Nebi (s.a.v.)’e îmân etmek, getirmiş olduğu hususları kabullenip kendisini tasdîk etmek zorunlu olduğu için ona itaat etmek zorunlu olur. Çünkü, Resûlullah (s.a.v.)’e itaat etmek, getirmiş olduğu hususların tümüne itaat etmek demektir. Allâhü Te’âlâ buyuruyor ki:
“Ey mü’minler! Allâh’a ve Resûlü’ne itaat edin, (Kur’ân’ı ve öğütlerini) dinlediğiniz hâlde, peygamberin emirlerine yüz çevirmeyin.” (Enfâl s. 20)
“Yine de ki: Allâh’a ve peygambere itaat edin. Eğer yüz çevirirlerse, şüphesiz Allâh kâfirleri sevmez.” (Ali İmrân s. 32)
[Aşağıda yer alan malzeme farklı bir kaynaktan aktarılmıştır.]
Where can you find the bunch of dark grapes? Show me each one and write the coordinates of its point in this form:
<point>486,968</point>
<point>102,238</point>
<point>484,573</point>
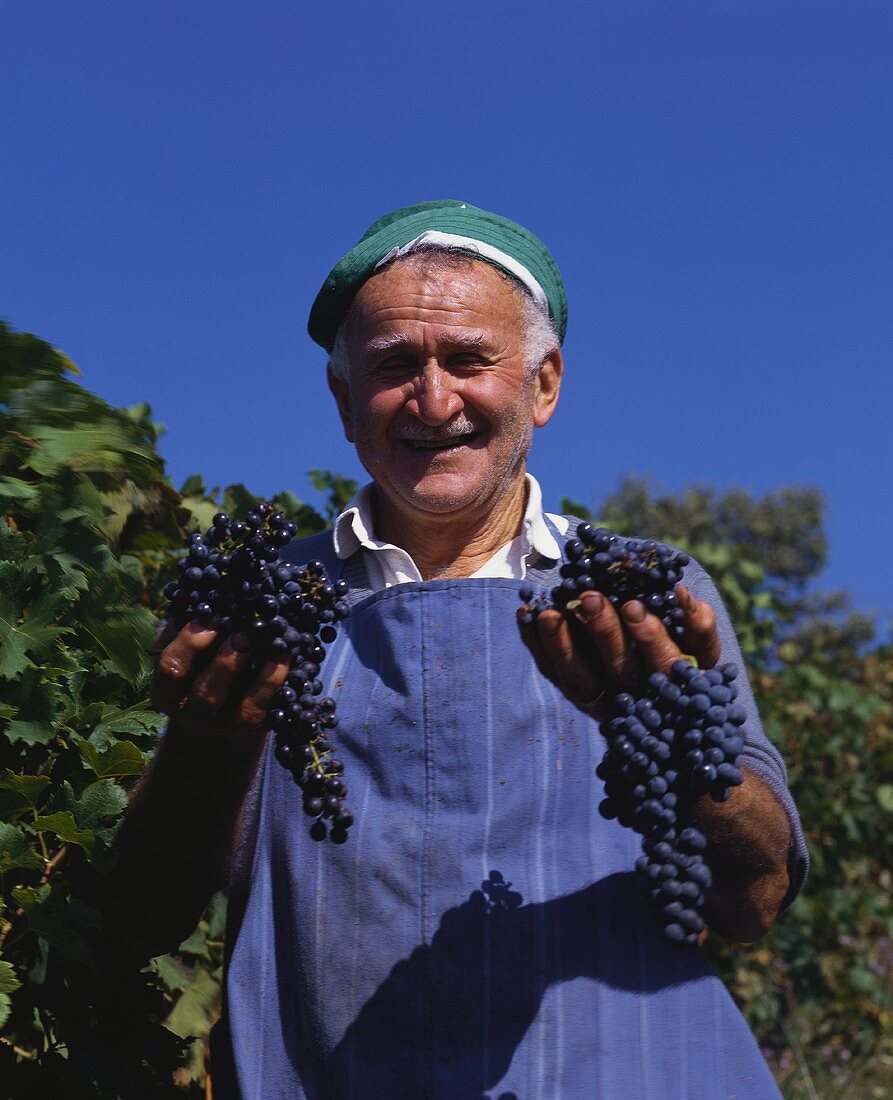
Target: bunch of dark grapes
<point>232,578</point>
<point>676,741</point>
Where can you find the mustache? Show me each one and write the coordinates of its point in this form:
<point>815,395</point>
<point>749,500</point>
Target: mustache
<point>417,431</point>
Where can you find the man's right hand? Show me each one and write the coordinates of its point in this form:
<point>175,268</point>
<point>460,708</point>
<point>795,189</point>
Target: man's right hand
<point>204,685</point>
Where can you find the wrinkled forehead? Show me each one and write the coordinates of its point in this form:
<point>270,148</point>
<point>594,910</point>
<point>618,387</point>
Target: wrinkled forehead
<point>462,295</point>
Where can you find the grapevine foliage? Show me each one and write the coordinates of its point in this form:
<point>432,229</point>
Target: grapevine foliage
<point>90,528</point>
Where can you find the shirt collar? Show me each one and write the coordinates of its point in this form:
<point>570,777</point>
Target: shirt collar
<point>353,528</point>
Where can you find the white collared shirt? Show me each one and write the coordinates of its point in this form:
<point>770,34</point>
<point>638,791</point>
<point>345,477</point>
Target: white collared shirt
<point>387,564</point>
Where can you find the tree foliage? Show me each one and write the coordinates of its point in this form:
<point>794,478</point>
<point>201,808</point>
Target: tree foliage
<point>90,527</point>
<point>816,990</point>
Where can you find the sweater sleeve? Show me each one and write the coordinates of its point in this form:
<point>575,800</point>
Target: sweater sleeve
<point>759,755</point>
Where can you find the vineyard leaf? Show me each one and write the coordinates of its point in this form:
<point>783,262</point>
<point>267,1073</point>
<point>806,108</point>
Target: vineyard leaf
<point>197,1008</point>
<point>136,721</point>
<point>46,920</point>
<point>8,985</point>
<point>63,824</point>
<point>122,758</point>
<point>97,806</point>
<point>31,733</point>
<point>14,488</point>
<point>124,639</point>
<point>14,851</point>
<point>26,788</point>
<point>8,980</point>
<point>33,636</point>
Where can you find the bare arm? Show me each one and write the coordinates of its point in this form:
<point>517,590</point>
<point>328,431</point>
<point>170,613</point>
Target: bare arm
<point>183,818</point>
<point>749,835</point>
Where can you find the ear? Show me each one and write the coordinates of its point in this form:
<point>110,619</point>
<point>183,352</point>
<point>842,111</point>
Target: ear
<point>341,392</point>
<point>548,382</point>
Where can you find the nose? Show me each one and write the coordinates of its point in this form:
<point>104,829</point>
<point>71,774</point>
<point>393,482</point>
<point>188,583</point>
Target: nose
<point>434,398</point>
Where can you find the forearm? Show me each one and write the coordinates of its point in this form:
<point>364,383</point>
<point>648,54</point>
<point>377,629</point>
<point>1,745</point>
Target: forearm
<point>177,837</point>
<point>749,839</point>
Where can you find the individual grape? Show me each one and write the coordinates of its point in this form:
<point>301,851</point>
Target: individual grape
<point>232,575</point>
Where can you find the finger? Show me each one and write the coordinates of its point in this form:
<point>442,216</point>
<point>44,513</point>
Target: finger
<point>604,627</point>
<point>530,638</point>
<point>702,639</point>
<point>212,685</point>
<point>177,664</point>
<point>257,700</point>
<point>654,645</point>
<point>577,677</point>
<point>164,636</point>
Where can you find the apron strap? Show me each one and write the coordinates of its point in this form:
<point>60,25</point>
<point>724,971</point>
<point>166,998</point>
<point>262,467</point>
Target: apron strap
<point>546,572</point>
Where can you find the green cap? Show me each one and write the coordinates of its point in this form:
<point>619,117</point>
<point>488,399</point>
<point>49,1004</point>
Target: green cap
<point>485,235</point>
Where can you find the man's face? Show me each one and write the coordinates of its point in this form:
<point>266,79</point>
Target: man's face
<point>439,402</point>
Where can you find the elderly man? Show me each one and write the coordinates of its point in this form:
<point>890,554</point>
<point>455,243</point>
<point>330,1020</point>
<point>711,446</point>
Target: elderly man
<point>481,933</point>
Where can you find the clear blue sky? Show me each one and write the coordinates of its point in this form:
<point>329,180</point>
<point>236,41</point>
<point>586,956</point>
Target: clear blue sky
<point>714,179</point>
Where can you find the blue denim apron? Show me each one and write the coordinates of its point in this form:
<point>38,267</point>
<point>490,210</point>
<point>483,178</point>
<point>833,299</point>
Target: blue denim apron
<point>482,933</point>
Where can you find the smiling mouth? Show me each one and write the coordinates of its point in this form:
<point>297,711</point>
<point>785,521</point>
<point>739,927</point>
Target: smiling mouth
<point>440,444</point>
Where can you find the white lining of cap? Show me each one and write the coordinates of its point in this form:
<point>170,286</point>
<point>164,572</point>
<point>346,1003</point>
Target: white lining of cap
<point>510,264</point>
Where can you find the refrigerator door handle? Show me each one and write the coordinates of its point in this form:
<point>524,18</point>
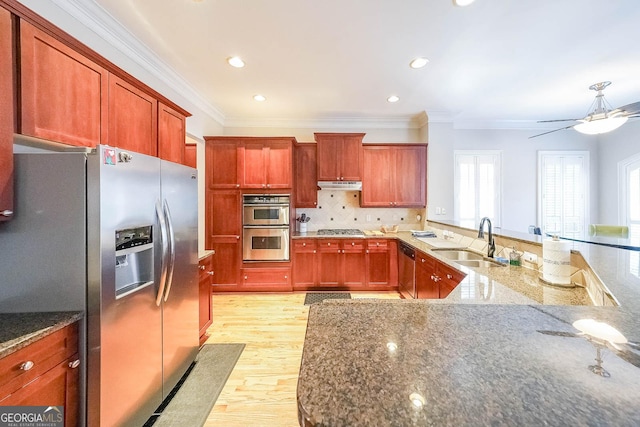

“Biz her peygamberi, ancak Allâh’ın izniyle kendisine itaat olunmak için gönderdik.” (Ali İmrân s. 132)
Âyetlerde Allâhü Te’âlâ; peygamberine itaati, kendisine olan itaat gibi saydı. Resûlü (s.a.v.)’e olan itaat ile kendisine olan itaati birbirine yakın kıldı. Bu itaat için bitmez tükenmez sevaplar va’detti. Allâh (c.c.) Resûlü’ne (s.a.v.) itaat etmeyenlere ise, en kötü ve çetin azâb vereceğini beyan buyurdu. Resûlü (s.a.v.)’in emirlerini yerine getirmeyi, yasaklarından kaçınmayı Allâh (c.c.), kullarına vâcib kıldı.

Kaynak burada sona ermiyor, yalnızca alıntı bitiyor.